In Iran, anche un gesto semplice come portare a spasso il proprio cane può trasformarsi in un atto di ribellione. Le autorità hanno infatti esteso a una ventina di città il divieto di condurre cani al guinzaglio o trasportarli in auto, invocando motivi di ''sicurezza, salute pubblica e ordine sociale''.
Iran, nuova stretta sui cani: vietato portarli al parco o in auto
Una misura che ha il sapore della repressione più che della tutela collettiva, e che affonda le sue radici in convinzioni religiose e politiche che risalgono alla Rivoluzione islamica del 1979. Il divieto era nato nel 2019 nella capitale Teheran, ma si è diffuso rapidamente: da Isfahan a Kerman, fino alle più recenti Ilam e Hamedan, nell’ovest del Paese.
Qui, il procuratore Abbas Najafi ha dichiarato senza mezzi termini che "portare a spasso i cani è una minaccia per la salute pubblica, la pace e il benessere". In città come Ilam le autorità locali hanno intensificato i controlli, annunciando azioni legali contro i trasgressori.
Le nuove restrizioni, pur non fondate su una legge nazionale, sono legittimate da direttive locali e da interpretazioni degli articoli 638 e 688 del Codice penale iraniano, oltre che dall’articolo 40 della Costituzione.
Ma il cuore di questa politica sta altrove.

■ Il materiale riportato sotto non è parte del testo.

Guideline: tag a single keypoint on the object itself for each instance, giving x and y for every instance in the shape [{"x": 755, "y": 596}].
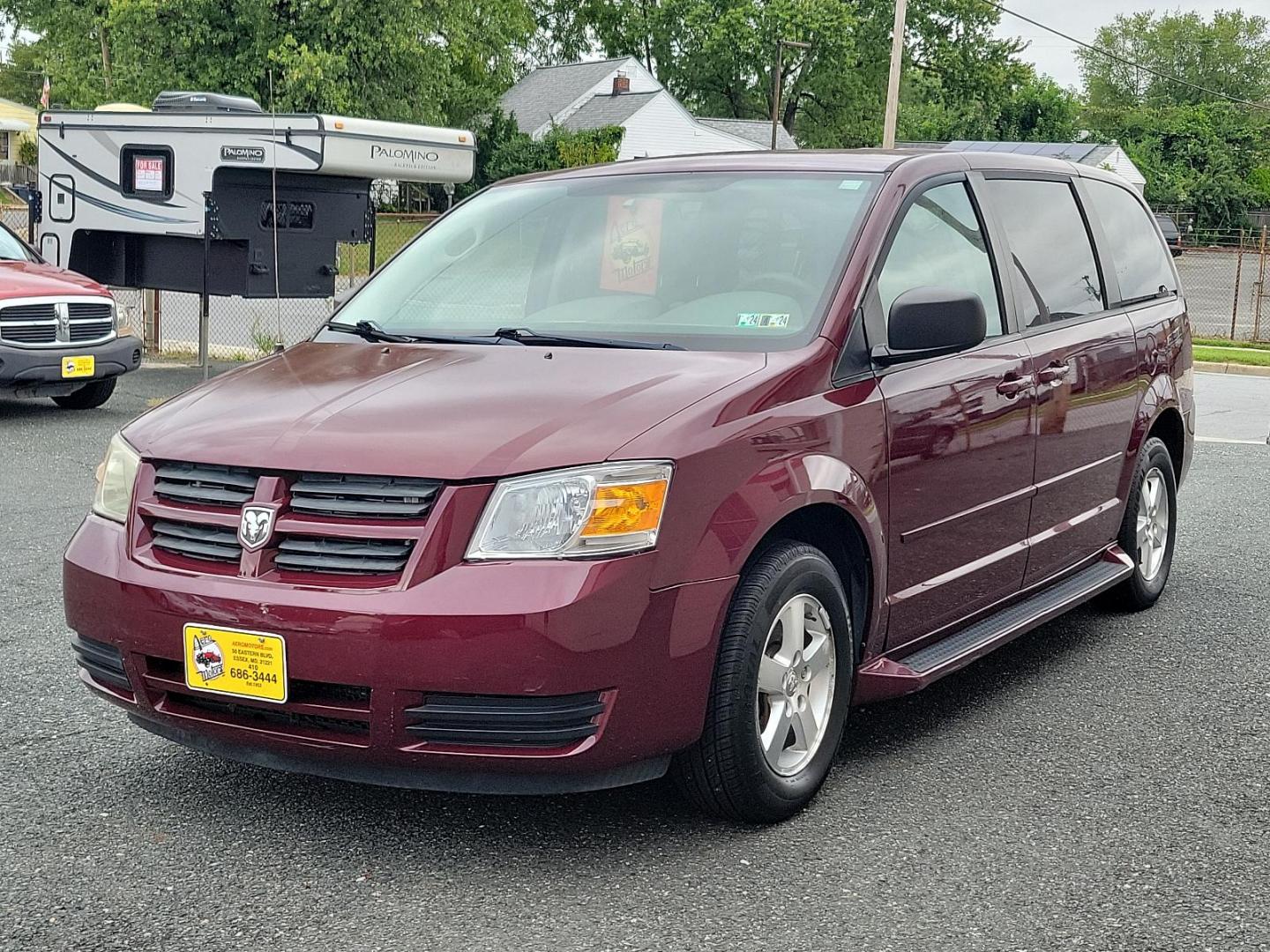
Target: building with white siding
[{"x": 620, "y": 92}]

Per la teologia sciita dominante, infatti, i cani sono considerati "najis", cioè impuri dal punto di vista rituale. E secondo la narrazione ufficiale – ribadita in più occasioni dalla Guida suprema Ali Khamenei –, l’abitudine di tenere un cane in casa è una perniciosa influenza occidentale, simbolo della decadenza morale che il regime si propone di estirpare.

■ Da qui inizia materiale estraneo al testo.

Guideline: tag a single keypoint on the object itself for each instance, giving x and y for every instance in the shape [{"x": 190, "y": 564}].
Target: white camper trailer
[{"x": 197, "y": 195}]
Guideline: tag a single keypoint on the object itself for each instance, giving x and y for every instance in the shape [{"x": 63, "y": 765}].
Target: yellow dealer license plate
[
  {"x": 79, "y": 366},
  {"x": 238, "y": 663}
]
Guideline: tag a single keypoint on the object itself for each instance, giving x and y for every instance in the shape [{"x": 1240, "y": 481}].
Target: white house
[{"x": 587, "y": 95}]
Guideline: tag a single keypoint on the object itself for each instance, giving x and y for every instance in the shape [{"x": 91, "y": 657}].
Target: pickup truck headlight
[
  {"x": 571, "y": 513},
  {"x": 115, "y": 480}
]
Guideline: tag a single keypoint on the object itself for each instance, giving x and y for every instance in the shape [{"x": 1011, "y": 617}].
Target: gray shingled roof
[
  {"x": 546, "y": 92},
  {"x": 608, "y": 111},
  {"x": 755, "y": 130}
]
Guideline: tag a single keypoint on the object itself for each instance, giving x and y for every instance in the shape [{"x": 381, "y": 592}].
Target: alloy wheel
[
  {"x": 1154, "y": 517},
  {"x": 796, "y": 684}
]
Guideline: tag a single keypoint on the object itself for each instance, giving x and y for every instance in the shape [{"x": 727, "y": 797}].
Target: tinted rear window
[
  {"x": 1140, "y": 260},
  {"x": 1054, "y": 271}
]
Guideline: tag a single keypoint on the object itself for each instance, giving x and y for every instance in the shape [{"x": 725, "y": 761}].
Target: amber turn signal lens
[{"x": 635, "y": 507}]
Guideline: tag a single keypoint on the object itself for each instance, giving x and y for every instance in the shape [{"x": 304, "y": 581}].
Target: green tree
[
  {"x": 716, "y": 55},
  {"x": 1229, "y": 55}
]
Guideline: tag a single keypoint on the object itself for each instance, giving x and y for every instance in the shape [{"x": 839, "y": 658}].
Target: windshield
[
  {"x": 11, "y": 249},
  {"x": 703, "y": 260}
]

Non a caso, già nel 2021, ben 75 parlamentari avevano definito il possesso di cani un "problema sociale distruttivo". Eppure, nonostante i divieti, o forse proprio a causa loro, la presenza di cani tra le famiglie iraniane – soprattutto tra i giovani e nelle aree urbane – è in costante aumento.
Avere un cane, oggi in Iran, è molto più di una scelta affettiva: è una forma sottile, ma potente, di dissenso. È un modo per difendere uno spazio di libertà personale in un contesto in cui perfino il quotidiano può diventare trasgressivo. Per evitare sanzioni, confische o persino arresti, molti proprietari si organizzano come possono. Escono di notte, si muovono tra le vie meno sorvegliate, a volte trasportano gli animali in auto per sfuggire ai controlli.

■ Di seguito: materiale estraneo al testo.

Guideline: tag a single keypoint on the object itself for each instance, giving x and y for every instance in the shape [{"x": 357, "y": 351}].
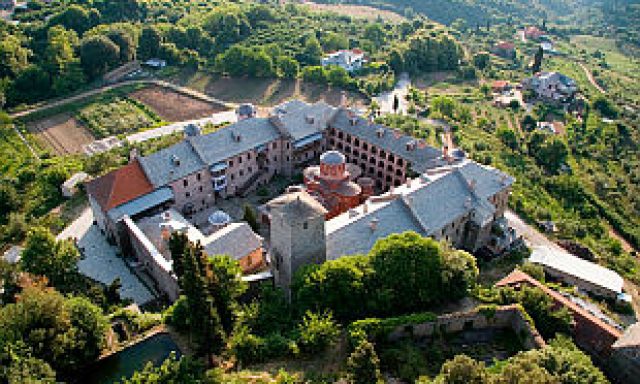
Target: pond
[{"x": 124, "y": 363}]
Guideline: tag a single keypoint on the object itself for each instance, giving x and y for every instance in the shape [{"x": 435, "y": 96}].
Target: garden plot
[
  {"x": 61, "y": 133},
  {"x": 114, "y": 117},
  {"x": 173, "y": 106}
]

Ma anche quest’ultima opzione è diventata pericolosa: secondo la BBC, il divieto è stato formalmente rinnovato in almeno 18 città e vieta espressamente anche il trasporto dei cani in macchina. Le critiche non si sono fatte attendere. I media riformisti interni, come il quotidiano Etemad, e autorevoli voci internazionali – dalla francese AFP all’indiana NDTV, passando per The Guardian – hanno sottolineato l’assurdità di una politica che reprime l’amore per gli animali in nome di una sicurezza pubblica tanto proclamata quanto elusa.
Perché in un Paese dove aumentano i crimini violenti, la scelta di perseguire chi porta a spasso il cane appare quantomeno paradossale. Ma il divieto, più che una misura pragmatica, è un gesto simbolico, una dichiarazione ideologica.
Reprimere la figura del cane – con il suo carico simbolico di tenerezza, libertà e affettività – significa infatti riaffermare il primato dei valori della Repubblica islamica su ogni influenza considerata "corrotta" o "occidentale".
Esattamente come accade con l’hijab, imposto con crescente rigore, o con le feste clandestine, che il regime continua a reprimere. In questo contesto, passeggiare con un cane diventa un piccolo atto di resistenza civile, tanto silenzioso quanto eloquente. Gli attivisti per i diritti degli animali, nel frattempo, denunciano non solo le restrizioni, ma anche i metodi brutali con cui vengono attuate.
Le forze dell’ordine, raccontano, non esitano a confiscare gli animali, infliggere multe salate o addirittura uccidere cani randagi, in nome di un’igiene pubblica che sa più di paura che di pulizia. Eppure, sotto la cenere della repressione, qualcosa si muove.
Tra i giovani urbani, sempre più cosmopoliti, si fa strada una consapevolezza nuova. Avere un cane – accudirlo, proteggerlo, camminare al suo fianco – diventa così un modo per affermare un’identità altra, non conforme. Un gesto quotidiano che si carica di significato politico. Per molti, è anche da qui che si ricomincia.